OPENROUTER_BASE_URL="https://openrouter.ai/api/v1"

# Evaluation and hint generation
OPENAI_API_KEY="xxx"

# Vision capabilities
ANTHROPIC_API_KEY="xxx"
GEMINI_API_KEY="xxx"
.env Configuration
# Search and web scraping
SERPER_API_KEY="xxx"
JINA_API_KEY="xxx"

# Code execution
E2B_API_KEY="xxx"

# LLM (MiroThinker via SGLang)
OAI_MIROTHINKER_API_KEY="dummy_key"
OAI_MIROTHINKER_BASE_URL="http://localhost:61005/v1"

# Evaluation and final answer extraction
OPENAI_API_KEY="xxx"

# Vision capabilities
ANTHROPIC_API_KEY="xxx"
GEMINI_API_KEY="xxx"

Step 3: Run the Evaluation

Run WebWalkerQA Evaluation
uv run main.py common-benchmark --config_file_name=agent_webwalkerqa_claude37sonnet output_dir="logs/webwalkerqa/$(date +"%Y%m%d_%H%M")"

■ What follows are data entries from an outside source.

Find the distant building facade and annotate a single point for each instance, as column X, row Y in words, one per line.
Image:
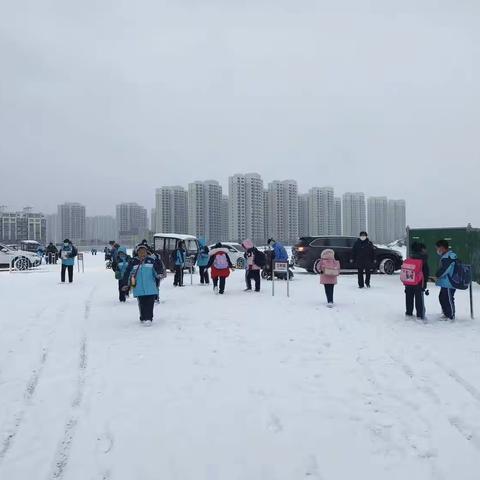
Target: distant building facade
column 171, row 207
column 24, row 225
column 354, row 213
column 132, row 223
column 71, row 218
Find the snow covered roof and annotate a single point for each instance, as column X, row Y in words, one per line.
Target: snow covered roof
column 175, row 235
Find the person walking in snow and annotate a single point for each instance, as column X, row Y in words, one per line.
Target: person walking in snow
column 67, row 253
column 415, row 273
column 202, row 262
column 255, row 261
column 179, row 257
column 363, row 256
column 143, row 275
column 447, row 291
column 119, row 266
column 51, row 253
column 220, row 265
column 329, row 269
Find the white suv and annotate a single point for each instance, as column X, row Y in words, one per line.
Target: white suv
column 236, row 253
column 18, row 259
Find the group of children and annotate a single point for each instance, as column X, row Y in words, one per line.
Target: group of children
column 143, row 272
column 414, row 275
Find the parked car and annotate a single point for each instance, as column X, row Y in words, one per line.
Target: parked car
column 309, row 249
column 236, row 253
column 18, row 259
column 165, row 244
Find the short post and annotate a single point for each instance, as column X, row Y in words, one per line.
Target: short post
column 472, row 313
column 280, row 267
column 80, row 259
column 189, row 265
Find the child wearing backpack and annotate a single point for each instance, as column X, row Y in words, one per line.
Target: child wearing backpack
column 202, row 262
column 179, row 256
column 329, row 270
column 220, row 266
column 414, row 276
column 120, row 267
column 255, row 261
column 448, row 261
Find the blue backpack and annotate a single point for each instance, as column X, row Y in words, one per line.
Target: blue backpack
column 461, row 277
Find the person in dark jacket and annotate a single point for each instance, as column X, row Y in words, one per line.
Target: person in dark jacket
column 363, row 256
column 143, row 275
column 253, row 270
column 448, row 259
column 51, row 253
column 414, row 294
column 179, row 257
column 202, row 262
column 67, row 253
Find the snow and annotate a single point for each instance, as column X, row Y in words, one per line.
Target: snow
column 177, row 236
column 241, row 386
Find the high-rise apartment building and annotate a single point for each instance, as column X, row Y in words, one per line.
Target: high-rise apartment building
column 283, row 211
column 397, row 220
column 378, row 219
column 321, row 206
column 53, row 228
column 205, row 210
column 24, row 225
column 246, row 208
column 71, row 218
column 303, row 216
column 224, row 219
column 132, row 223
column 171, row 206
column 354, row 213
column 338, row 216
column 100, row 229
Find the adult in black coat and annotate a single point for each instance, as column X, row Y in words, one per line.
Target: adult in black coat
column 363, row 256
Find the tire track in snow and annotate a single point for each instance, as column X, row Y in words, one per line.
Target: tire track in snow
column 29, row 392
column 417, row 440
column 467, row 386
column 28, row 395
column 62, row 454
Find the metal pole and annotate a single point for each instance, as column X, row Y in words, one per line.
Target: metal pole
column 288, row 282
column 273, row 280
column 472, row 315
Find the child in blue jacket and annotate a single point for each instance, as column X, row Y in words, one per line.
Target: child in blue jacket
column 447, row 266
column 143, row 275
column 67, row 253
column 202, row 262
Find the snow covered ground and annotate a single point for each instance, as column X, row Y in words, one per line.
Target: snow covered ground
column 239, row 387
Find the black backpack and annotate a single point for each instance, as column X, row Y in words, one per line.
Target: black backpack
column 259, row 258
column 461, row 278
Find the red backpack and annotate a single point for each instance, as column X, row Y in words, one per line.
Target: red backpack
column 412, row 272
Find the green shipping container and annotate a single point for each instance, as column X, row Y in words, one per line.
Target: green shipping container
column 465, row 242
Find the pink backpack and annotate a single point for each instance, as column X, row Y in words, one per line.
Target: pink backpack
column 327, row 266
column 412, row 272
column 220, row 262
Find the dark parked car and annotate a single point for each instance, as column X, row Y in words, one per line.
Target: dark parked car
column 166, row 243
column 308, row 250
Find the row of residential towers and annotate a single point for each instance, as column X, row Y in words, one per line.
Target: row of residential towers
column 279, row 211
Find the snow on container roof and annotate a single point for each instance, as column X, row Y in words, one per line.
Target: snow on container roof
column 175, row 235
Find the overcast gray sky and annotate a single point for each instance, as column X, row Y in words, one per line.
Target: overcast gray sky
column 102, row 101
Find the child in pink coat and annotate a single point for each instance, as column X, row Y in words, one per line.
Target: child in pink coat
column 329, row 269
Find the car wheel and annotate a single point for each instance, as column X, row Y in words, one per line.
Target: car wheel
column 387, row 266
column 20, row 263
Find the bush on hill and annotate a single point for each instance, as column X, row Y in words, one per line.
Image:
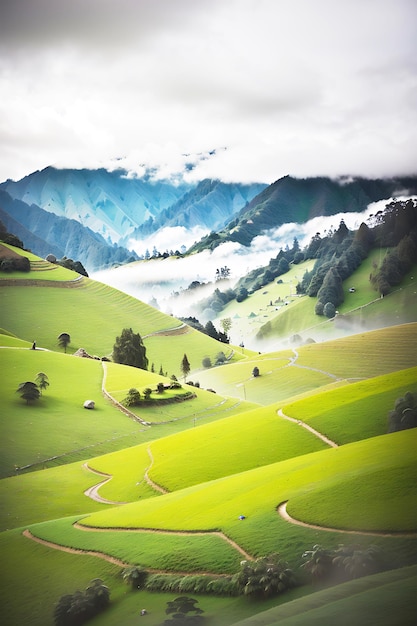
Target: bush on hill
column 404, row 414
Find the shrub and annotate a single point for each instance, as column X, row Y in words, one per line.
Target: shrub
column 267, row 576
column 329, row 309
column 132, row 398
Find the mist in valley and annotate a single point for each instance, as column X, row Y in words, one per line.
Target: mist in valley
column 164, row 283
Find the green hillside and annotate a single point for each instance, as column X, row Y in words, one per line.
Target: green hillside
column 301, row 451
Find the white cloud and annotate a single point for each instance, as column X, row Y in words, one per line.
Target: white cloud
column 301, row 88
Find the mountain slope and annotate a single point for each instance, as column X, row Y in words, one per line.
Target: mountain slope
column 46, row 233
column 210, row 205
column 299, row 200
column 109, row 203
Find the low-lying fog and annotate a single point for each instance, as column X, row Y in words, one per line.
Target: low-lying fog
column 158, row 282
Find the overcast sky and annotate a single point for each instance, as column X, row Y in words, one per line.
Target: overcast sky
column 241, row 90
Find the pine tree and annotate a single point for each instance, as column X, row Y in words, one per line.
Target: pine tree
column 185, row 366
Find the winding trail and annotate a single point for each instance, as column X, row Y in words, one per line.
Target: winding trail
column 106, row 557
column 315, row 432
column 161, row 531
column 282, row 511
column 149, row 480
column 92, row 492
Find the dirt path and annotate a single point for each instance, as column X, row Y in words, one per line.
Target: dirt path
column 309, row 428
column 106, row 557
column 282, row 511
column 149, row 480
column 56, row 546
column 160, row 531
column 92, row 492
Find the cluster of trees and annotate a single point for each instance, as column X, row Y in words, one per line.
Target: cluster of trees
column 31, row 391
column 265, row 577
column 130, row 350
column 184, row 612
column 75, row 266
column 209, row 328
column 404, row 413
column 395, row 264
column 335, row 565
column 15, row 264
column 75, row 609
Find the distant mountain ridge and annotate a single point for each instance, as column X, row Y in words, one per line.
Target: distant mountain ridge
column 108, row 203
column 46, row 233
column 210, row 205
column 299, row 200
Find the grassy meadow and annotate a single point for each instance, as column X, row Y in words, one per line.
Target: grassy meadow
column 164, row 485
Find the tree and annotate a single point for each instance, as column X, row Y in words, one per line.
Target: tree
column 132, row 398
column 129, row 350
column 28, row 391
column 226, row 324
column 185, row 366
column 329, row 310
column 211, row 330
column 42, row 381
column 265, row 577
column 134, row 576
column 64, row 340
column 180, row 609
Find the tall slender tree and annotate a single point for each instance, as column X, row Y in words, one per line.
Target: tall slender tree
column 185, row 366
column 130, row 350
column 64, row 340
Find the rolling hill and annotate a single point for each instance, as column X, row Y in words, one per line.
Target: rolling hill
column 164, row 485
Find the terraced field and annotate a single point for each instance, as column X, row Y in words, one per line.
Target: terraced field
column 165, row 486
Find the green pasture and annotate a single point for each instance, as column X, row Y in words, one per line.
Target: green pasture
column 387, row 599
column 58, row 429
column 365, row 354
column 256, row 493
column 170, row 552
column 10, row 341
column 355, row 412
column 276, row 381
column 57, row 426
column 91, row 313
column 232, row 445
column 46, row 494
column 266, row 304
column 94, row 315
column 53, row 573
column 361, row 308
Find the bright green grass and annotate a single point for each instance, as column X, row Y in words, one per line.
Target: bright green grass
column 93, row 315
column 386, row 599
column 169, row 352
column 366, row 354
column 165, row 551
column 49, row 574
column 229, row 446
column 233, row 445
column 46, row 494
column 57, row 424
column 355, row 412
column 259, row 303
column 257, row 493
column 276, row 381
column 299, row 317
column 10, row 341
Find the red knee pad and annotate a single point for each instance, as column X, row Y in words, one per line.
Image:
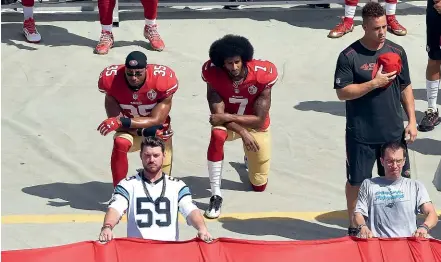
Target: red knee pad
column 260, row 188
column 121, row 144
column 351, row 2
column 216, row 148
column 119, row 162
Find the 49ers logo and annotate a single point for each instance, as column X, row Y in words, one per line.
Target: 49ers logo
column 367, row 67
column 151, row 94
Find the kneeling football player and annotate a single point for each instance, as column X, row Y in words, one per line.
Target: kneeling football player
column 239, row 97
column 138, row 98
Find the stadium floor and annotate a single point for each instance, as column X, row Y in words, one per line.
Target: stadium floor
column 55, row 165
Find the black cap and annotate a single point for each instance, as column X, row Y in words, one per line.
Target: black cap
column 136, row 60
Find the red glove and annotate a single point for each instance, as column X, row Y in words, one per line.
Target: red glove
column 109, row 125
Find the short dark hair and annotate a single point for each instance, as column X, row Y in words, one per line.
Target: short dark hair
column 230, row 46
column 394, row 146
column 372, row 10
column 153, row 141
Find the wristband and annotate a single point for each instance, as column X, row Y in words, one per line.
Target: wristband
column 125, row 122
column 424, row 226
column 150, row 131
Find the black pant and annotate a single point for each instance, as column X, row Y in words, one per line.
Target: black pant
column 433, row 36
column 360, row 159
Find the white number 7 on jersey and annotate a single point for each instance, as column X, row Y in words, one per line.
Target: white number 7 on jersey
column 243, row 103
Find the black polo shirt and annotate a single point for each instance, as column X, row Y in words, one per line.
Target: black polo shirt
column 376, row 117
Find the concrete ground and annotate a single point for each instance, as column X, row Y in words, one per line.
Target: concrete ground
column 55, row 165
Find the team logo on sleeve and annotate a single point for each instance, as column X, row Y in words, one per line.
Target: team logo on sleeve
column 252, row 90
column 151, row 94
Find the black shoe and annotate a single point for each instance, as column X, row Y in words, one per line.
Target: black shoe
column 352, row 231
column 429, row 121
column 213, row 210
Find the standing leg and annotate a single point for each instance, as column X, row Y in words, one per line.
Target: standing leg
column 168, row 161
column 392, row 23
column 360, row 159
column 151, row 28
column 433, row 42
column 259, row 162
column 215, row 157
column 29, row 28
column 431, row 117
column 347, row 25
column 105, row 9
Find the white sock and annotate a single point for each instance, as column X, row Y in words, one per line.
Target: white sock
column 150, row 22
column 215, row 175
column 432, row 92
column 390, row 9
column 350, row 11
column 107, row 27
column 28, row 12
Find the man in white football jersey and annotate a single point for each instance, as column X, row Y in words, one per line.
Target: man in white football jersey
column 152, row 201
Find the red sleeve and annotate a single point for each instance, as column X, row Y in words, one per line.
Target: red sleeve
column 167, row 84
column 207, row 71
column 267, row 74
column 106, row 78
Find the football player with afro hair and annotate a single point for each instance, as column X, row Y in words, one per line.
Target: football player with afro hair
column 239, row 97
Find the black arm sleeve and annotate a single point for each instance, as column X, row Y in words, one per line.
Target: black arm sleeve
column 343, row 75
column 404, row 76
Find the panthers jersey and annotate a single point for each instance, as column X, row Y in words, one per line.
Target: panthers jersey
column 239, row 98
column 148, row 220
column 161, row 82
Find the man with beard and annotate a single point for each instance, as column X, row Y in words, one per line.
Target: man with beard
column 138, row 97
column 372, row 77
column 152, row 200
column 239, row 96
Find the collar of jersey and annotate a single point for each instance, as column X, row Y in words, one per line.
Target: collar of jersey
column 148, row 180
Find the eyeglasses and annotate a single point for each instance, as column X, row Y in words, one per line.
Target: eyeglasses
column 390, row 162
column 136, row 73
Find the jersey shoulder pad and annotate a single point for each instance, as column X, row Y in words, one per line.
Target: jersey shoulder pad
column 208, row 70
column 266, row 72
column 106, row 78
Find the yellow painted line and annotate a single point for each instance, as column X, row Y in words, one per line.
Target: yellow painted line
column 98, row 218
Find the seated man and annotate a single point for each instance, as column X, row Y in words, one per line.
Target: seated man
column 138, row 97
column 391, row 203
column 152, row 201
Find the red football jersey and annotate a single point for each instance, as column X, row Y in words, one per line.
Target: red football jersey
column 161, row 82
column 239, row 99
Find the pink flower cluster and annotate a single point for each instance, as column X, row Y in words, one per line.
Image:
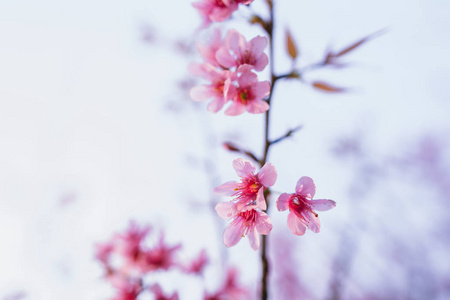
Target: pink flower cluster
column 218, row 10
column 127, row 258
column 228, row 66
column 246, row 209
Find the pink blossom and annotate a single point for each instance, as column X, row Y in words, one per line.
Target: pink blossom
column 220, row 81
column 215, row 10
column 159, row 257
column 250, row 188
column 127, row 290
column 159, row 295
column 248, row 95
column 301, row 207
column 247, row 222
column 236, row 51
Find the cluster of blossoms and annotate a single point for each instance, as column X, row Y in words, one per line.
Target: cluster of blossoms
column 218, row 10
column 127, row 260
column 228, row 66
column 246, row 209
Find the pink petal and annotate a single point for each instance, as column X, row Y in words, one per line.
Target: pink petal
column 258, row 44
column 263, row 223
column 282, row 202
column 261, row 89
column 253, row 238
column 235, row 109
column 201, row 93
column 323, row 204
column 216, row 104
column 260, row 200
column 306, row 187
column 314, row 223
column 225, row 210
column 247, row 79
column 295, row 224
column 261, row 63
column 226, row 189
column 224, row 58
column 267, row 175
column 257, row 107
column 232, row 39
column 243, row 167
column 233, row 233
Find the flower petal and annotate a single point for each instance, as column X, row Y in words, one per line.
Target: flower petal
column 243, row 167
column 226, row 189
column 306, row 187
column 235, row 109
column 263, row 223
column 323, row 204
column 253, row 238
column 260, row 200
column 233, row 233
column 267, row 175
column 225, row 210
column 295, row 224
column 314, row 222
column 282, row 202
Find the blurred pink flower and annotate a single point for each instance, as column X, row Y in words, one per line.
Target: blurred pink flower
column 301, row 207
column 248, row 95
column 159, row 295
column 236, row 51
column 215, row 10
column 160, row 257
column 250, row 188
column 220, row 80
column 127, row 289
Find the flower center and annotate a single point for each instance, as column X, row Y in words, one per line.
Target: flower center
column 300, row 205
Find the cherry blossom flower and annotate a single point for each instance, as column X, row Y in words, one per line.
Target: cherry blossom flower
column 159, row 295
column 302, row 207
column 215, row 10
column 249, row 221
column 248, row 95
column 159, row 257
column 251, row 188
column 197, row 265
column 127, row 290
column 220, row 81
column 236, row 51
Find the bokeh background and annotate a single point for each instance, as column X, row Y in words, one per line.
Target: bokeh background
column 96, row 129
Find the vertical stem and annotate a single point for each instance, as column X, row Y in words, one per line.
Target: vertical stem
column 264, row 260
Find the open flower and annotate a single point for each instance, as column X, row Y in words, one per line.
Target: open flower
column 249, row 221
column 251, row 188
column 248, row 95
column 302, row 207
column 236, row 51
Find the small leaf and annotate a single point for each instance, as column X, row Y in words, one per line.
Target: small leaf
column 323, row 86
column 358, row 43
column 290, row 46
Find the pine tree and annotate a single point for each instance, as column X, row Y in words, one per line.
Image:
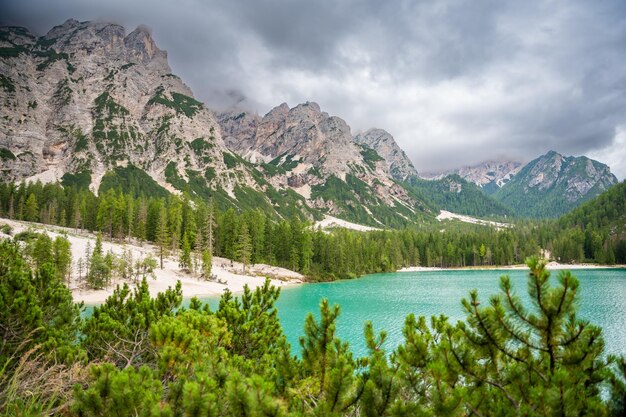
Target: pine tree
column 207, row 261
column 99, row 266
column 184, row 260
column 328, row 362
column 162, row 234
column 31, row 208
column 62, row 253
column 244, row 246
column 541, row 359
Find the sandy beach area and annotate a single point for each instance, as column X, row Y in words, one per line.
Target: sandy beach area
column 229, row 275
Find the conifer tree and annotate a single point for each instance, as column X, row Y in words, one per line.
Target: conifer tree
column 328, row 362
column 99, row 267
column 244, row 246
column 62, row 253
column 162, row 234
column 207, row 261
column 184, row 260
column 31, row 208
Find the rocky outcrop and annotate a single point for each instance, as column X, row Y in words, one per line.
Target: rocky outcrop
column 489, row 175
column 554, row 184
column 398, row 163
column 89, row 97
column 314, row 153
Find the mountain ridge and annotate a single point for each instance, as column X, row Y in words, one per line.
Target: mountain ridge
column 89, row 103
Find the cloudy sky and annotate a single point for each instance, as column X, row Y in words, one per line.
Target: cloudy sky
column 455, row 82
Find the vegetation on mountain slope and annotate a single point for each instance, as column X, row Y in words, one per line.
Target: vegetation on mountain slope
column 137, row 355
column 454, row 194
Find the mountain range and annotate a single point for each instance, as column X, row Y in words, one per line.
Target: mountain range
column 89, row 105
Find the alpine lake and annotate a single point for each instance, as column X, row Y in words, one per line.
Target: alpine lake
column 386, row 299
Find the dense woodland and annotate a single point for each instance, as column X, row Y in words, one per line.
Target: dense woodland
column 142, row 356
column 594, row 233
column 137, row 355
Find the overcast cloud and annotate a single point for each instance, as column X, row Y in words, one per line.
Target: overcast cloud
column 455, row 82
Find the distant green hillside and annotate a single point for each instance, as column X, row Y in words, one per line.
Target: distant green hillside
column 607, row 212
column 457, row 195
column 552, row 185
column 132, row 180
column 595, row 231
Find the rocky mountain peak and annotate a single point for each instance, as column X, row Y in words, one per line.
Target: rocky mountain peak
column 398, row 163
column 489, row 175
column 552, row 184
column 16, row 35
column 141, row 43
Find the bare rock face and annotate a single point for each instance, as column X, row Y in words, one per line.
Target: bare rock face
column 308, row 150
column 489, row 175
column 89, row 97
column 398, row 163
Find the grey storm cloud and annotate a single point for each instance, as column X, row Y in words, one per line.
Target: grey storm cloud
column 455, row 81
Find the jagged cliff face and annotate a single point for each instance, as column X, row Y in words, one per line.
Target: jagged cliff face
column 554, row 184
column 314, row 153
column 89, row 97
column 488, row 175
column 398, row 163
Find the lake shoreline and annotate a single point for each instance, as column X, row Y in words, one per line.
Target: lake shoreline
column 555, row 266
column 228, row 274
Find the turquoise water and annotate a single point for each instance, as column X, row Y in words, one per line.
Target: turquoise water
column 386, row 299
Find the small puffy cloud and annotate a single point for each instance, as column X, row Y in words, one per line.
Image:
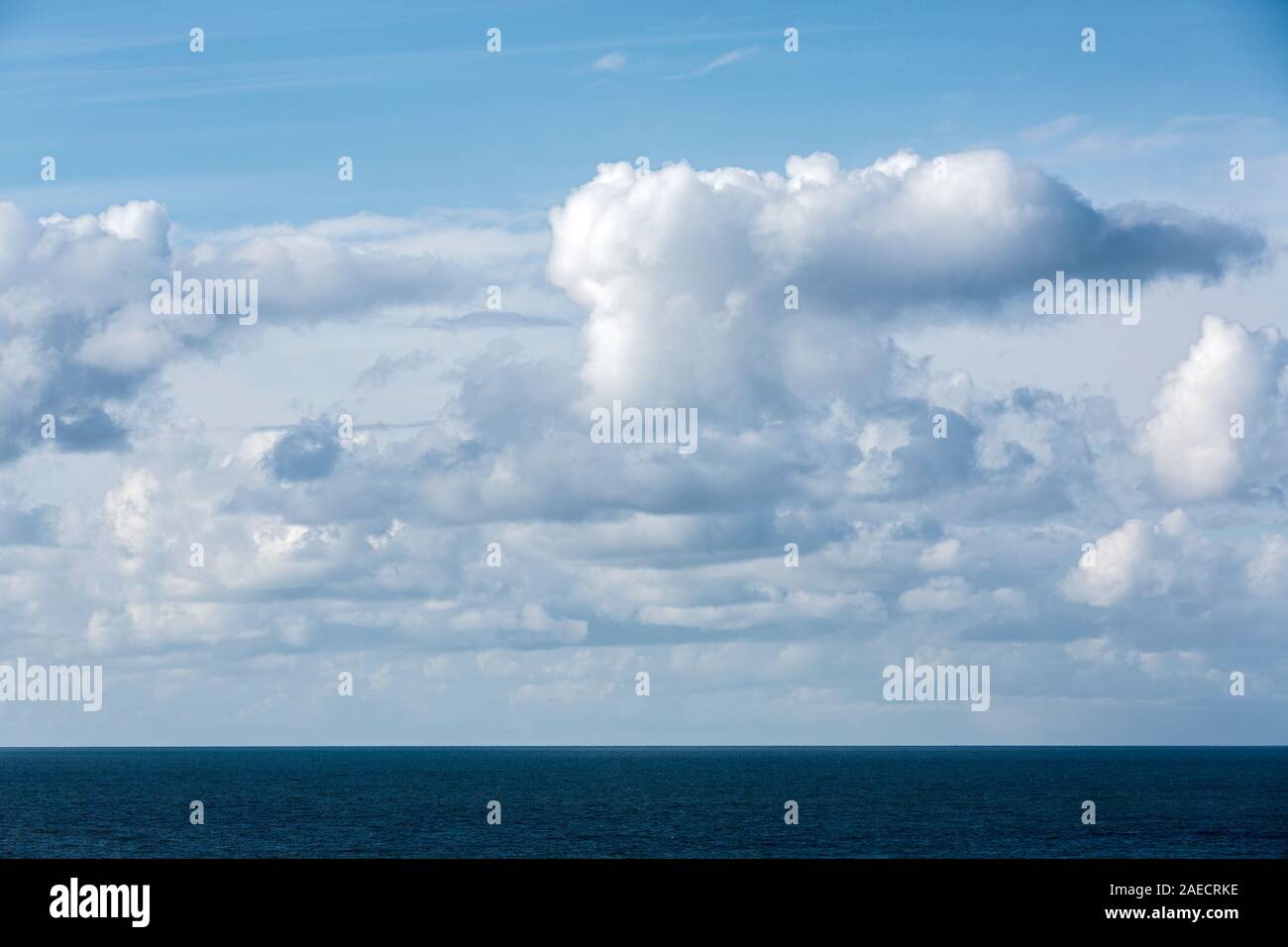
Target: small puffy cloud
column 941, row 557
column 1190, row 441
column 307, row 453
column 684, row 272
column 610, row 62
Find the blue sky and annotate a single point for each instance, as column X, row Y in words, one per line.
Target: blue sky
column 248, row 132
column 912, row 170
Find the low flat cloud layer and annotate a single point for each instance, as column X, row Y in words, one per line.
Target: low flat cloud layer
column 437, row 518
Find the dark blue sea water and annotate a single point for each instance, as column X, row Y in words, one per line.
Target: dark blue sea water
column 658, row 801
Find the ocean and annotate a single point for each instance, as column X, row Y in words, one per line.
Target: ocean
column 645, row 801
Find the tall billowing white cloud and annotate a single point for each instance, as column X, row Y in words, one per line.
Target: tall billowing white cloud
column 1220, row 416
column 822, row 530
column 684, row 272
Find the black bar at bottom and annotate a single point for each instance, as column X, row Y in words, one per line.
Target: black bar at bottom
column 758, row 896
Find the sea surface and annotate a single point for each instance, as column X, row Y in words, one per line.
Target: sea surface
column 645, row 801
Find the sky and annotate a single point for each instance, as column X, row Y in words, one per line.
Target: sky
column 390, row 471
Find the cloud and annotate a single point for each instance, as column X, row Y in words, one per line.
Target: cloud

Progress Monitoring and Resume

To check the progress while running:

Check Progress
ls -lh logs/webwalkerqa/YOUR_RUN_DIR/

If you need to resume an interrupted evaluation, specify the same output directory:

Resume Evaluation
uv run main.py common-benchmark --config_file_name=agent_webwalkerqa_claude37sonnet output_dir=${PATH_TO_LOG}

Results are automatically generated in the output directory: - benchmark_results.jsonl - Detailed results for each task - benchmark_results_pass_at_1_accuracy.txt - Summary accuracy statistics


Usage Examples

Limited Task Testing
# Test with 10 tasks only
uv run main.py common-benchmark --config_file_name=agent_webwalkerqa_claude37sonnet benchmark.execution.max_tasks=10 output_dir="logs/webwalkerqa/test"
Custom Concurrency
# Run with 10 concurrent tasks
uv run main.py common-benchmark --config_file_name=agent_webwalkerqa_claude37sonnet benchmark.execution.max_concurrent=10 output_dir="logs/webwalkerqa/$(date +"%Y%m%d_%H%M")"
Using MiroThinker Model
uv run main.py common-benchmark --config_file_name=agent_webwalkerqa_mirothinker output_dir="logs/webwalkerqa/$(date +"%Y%m%d_%H%M")"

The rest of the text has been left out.